Over half of Australia’s animal and plant species experienced population declines following the 2019-20 megafires, according to new research.
The study, published by Melbourne’s Deakin University in Nature, analyzed the impact of the Black Summer bushfires on 1,380 animal and plant species across Australia, as reported by Xinhua News Agency.
Findings show that 55 percent of species experienced declines after the fires, either due to reduced overall abundance or occupying fewer sites.
The 2019-20 fires were among the most devastating in Australian history, burning an estimated 24.3 million hectares of land—primarily on the east coast—and directly causing 34 deaths, along with hundreds more due to smoke inhalation.
The study highlighted that mammals were particularly vulnerable, with average declines twice as severe compared to other animal groups.
However, the research also noted that 44 percent of the analyzed species were more commonly found in the burned areas post-fire, with increases generally balancing out the declines in other species.
Compiled by over 100 scientists, the report calls for a reassessment of Australia’s fuel-reduction burning practices. Prescribed burns are commonly conducted across the country before bushfire season to reduce flammable materials, like plants, branches, logs, leaves, and bark.
The study found that prescribed burning could exacerbate ecosystem disruptions, particularly when large fires occur.
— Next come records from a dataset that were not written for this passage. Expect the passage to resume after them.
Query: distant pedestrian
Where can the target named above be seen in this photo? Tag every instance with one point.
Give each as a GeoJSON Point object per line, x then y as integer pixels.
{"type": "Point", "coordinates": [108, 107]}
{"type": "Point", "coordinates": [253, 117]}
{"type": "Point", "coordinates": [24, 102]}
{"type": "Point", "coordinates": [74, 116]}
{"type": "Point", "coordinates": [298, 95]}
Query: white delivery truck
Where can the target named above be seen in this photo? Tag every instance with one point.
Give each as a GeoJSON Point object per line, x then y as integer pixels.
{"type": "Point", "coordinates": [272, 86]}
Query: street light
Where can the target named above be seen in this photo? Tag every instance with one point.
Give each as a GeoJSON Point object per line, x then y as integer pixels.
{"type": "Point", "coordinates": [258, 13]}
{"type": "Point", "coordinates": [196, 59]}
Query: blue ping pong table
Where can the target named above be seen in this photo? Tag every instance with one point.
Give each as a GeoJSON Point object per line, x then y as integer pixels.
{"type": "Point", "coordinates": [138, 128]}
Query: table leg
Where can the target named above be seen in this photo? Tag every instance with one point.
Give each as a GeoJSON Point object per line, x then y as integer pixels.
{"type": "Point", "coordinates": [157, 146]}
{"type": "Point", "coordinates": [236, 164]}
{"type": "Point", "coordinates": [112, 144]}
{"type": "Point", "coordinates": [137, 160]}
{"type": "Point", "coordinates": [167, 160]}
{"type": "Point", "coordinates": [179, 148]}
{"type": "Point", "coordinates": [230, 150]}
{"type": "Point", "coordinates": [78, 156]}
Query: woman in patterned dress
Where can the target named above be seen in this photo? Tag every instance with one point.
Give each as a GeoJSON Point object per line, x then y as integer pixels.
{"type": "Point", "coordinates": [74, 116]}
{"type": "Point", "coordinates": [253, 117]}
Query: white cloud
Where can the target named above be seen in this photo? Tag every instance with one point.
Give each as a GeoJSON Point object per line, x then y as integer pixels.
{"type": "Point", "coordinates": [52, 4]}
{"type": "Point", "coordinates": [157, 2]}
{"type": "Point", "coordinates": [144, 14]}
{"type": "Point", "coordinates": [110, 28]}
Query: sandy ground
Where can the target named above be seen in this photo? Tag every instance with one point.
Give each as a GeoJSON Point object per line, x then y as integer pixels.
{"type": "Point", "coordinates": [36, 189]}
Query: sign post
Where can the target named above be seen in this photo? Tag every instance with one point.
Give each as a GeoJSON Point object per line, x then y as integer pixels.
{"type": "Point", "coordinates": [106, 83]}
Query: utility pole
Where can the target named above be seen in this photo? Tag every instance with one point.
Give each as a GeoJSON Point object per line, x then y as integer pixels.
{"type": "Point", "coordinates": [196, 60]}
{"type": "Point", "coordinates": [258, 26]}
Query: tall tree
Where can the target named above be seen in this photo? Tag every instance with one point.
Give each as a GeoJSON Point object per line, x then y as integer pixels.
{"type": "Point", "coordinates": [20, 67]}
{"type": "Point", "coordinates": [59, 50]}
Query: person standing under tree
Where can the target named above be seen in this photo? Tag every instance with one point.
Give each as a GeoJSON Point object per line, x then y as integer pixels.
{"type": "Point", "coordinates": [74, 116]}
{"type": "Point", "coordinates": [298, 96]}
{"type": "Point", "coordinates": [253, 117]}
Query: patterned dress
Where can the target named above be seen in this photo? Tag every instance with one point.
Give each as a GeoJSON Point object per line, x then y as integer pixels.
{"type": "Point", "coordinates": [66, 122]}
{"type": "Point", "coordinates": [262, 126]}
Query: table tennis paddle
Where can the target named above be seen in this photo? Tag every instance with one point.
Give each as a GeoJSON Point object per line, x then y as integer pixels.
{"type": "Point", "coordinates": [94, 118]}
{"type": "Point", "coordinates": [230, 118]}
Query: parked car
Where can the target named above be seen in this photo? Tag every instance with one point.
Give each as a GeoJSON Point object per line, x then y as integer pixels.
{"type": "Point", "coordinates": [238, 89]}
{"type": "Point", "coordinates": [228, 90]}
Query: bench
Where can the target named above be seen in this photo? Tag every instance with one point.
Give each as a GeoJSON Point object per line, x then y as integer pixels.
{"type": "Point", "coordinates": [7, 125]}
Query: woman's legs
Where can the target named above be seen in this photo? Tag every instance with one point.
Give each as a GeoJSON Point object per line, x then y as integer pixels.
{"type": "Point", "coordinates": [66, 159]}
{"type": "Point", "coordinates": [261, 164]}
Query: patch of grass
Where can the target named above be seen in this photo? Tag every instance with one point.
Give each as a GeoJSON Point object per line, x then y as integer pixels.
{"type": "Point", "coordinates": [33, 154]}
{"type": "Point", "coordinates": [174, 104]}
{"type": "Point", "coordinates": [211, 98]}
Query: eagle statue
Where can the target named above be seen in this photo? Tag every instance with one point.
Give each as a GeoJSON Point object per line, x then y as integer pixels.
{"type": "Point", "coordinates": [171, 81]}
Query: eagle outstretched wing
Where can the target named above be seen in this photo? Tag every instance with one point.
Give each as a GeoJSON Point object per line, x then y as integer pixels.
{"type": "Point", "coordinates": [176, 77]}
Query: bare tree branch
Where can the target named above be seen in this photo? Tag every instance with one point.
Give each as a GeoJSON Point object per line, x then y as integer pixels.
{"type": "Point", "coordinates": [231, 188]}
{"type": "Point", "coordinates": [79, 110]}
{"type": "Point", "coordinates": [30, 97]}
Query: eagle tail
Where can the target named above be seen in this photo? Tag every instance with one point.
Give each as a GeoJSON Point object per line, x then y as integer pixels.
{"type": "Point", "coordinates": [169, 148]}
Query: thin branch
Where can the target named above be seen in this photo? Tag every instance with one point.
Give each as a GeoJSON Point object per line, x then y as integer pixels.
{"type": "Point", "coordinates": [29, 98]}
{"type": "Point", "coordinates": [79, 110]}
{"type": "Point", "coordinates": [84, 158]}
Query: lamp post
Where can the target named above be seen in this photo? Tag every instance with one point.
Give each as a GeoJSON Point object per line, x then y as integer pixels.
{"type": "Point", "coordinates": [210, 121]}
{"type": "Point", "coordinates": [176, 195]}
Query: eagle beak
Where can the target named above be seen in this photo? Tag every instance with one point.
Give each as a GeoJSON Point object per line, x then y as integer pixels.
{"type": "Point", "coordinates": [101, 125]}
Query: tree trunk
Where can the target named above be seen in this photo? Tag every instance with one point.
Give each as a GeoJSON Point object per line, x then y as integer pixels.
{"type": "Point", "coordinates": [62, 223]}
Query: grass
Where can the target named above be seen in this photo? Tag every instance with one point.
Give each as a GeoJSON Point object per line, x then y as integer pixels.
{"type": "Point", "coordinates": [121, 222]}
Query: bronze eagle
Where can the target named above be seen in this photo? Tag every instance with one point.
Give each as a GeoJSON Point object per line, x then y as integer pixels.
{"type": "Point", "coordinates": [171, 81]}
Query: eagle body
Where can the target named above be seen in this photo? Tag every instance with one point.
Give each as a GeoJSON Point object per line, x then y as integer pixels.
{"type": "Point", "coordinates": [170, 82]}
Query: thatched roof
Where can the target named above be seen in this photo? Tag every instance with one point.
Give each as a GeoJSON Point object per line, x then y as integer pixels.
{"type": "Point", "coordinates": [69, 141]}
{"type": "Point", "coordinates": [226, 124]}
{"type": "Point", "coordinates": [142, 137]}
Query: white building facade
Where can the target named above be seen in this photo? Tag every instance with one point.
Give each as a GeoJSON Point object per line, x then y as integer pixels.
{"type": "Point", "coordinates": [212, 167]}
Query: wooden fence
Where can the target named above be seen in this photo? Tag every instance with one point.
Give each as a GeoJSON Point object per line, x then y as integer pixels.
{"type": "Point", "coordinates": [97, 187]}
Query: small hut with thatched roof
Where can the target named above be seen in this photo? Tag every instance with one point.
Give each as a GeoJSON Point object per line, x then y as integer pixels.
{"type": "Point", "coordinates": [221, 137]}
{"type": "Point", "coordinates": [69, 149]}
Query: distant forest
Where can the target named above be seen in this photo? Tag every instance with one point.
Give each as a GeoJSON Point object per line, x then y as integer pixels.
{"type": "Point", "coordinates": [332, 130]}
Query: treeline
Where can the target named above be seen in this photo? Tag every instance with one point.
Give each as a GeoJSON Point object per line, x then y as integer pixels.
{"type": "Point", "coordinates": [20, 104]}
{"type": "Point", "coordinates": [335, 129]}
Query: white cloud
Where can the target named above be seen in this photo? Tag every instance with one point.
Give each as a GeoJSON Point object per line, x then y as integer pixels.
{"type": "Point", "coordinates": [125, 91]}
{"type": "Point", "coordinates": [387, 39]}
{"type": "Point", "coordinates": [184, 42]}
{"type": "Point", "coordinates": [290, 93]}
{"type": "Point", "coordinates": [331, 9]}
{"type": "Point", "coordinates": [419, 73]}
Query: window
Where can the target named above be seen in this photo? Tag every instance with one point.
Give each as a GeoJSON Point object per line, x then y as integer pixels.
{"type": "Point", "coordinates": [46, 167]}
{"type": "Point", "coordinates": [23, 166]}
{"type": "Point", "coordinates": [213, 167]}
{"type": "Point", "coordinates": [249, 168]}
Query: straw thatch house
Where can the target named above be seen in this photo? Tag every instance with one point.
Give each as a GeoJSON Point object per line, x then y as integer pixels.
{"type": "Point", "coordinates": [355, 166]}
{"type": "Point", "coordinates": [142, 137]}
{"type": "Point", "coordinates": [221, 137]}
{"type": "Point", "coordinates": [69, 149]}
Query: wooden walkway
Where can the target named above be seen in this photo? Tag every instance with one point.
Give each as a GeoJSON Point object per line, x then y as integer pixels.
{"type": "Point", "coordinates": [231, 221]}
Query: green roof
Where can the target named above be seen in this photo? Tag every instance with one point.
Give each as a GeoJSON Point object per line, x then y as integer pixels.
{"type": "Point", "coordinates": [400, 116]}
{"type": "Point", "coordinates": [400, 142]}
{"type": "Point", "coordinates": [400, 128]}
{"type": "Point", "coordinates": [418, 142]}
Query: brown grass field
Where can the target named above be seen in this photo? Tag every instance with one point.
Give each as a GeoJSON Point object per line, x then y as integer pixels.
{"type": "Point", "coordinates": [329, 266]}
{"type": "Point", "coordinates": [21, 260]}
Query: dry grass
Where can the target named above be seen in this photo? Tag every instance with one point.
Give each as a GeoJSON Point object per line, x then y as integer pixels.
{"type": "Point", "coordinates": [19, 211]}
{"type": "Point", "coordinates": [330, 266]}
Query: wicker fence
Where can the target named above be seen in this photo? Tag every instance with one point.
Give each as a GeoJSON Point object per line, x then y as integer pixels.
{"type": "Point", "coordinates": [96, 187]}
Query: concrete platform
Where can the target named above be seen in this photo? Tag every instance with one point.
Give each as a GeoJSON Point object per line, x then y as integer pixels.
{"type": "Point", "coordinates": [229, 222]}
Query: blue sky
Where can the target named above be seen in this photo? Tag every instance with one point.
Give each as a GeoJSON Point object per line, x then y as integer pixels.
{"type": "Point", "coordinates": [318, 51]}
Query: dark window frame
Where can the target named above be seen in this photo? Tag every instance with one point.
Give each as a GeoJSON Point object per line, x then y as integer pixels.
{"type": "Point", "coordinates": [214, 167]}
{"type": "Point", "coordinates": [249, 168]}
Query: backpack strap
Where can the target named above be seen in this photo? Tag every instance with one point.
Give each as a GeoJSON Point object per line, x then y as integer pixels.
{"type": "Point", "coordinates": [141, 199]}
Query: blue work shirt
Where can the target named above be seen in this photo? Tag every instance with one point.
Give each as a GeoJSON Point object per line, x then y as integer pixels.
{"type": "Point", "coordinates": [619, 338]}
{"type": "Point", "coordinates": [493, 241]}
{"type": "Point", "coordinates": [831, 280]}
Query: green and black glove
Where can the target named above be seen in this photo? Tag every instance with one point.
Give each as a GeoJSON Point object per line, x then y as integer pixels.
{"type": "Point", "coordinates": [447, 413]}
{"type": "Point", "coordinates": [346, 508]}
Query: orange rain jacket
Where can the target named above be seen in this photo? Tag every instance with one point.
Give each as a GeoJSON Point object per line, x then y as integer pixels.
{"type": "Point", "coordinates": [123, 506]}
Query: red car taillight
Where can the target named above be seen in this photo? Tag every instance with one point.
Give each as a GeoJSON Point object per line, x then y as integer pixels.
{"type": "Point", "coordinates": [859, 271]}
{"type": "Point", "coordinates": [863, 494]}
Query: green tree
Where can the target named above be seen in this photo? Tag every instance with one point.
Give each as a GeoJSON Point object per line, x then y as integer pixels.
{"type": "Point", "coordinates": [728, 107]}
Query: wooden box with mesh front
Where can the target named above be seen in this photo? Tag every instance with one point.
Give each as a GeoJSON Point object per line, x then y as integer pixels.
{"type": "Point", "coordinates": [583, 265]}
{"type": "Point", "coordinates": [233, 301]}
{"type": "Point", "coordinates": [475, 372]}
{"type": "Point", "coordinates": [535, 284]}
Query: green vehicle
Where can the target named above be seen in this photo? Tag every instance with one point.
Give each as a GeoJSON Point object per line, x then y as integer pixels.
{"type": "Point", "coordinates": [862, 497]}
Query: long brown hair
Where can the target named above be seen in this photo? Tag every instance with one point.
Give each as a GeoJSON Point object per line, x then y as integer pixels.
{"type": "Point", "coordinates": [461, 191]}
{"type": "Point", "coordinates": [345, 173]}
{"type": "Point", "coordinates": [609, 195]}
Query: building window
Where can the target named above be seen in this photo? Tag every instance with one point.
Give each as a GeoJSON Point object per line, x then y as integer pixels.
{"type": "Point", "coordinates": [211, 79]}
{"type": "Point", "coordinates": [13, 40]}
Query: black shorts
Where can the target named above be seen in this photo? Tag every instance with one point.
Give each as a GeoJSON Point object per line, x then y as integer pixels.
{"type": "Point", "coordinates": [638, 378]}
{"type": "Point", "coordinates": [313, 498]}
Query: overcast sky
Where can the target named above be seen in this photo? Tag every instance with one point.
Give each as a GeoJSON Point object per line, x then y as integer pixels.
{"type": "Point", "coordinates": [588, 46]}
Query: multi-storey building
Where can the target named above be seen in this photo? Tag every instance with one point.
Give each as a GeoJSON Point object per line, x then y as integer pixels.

In areas that had experienced three or more fires in the previous 40 years, negative biodiversity impacts were up to 93 percent higher than in regions burned once or not at all.
Furthermore, areas that burned within the 10 years before the Black Summer fires faced 70 percent larger negative impacts compared to those unburned for at least 20 years.
The study suggests that intermediate fire intervals of 11-20 years cause the least biodiversity disruption, allowing unburned intervals to serve as refuges and promote habitat features, like tree hollows, that develop over time.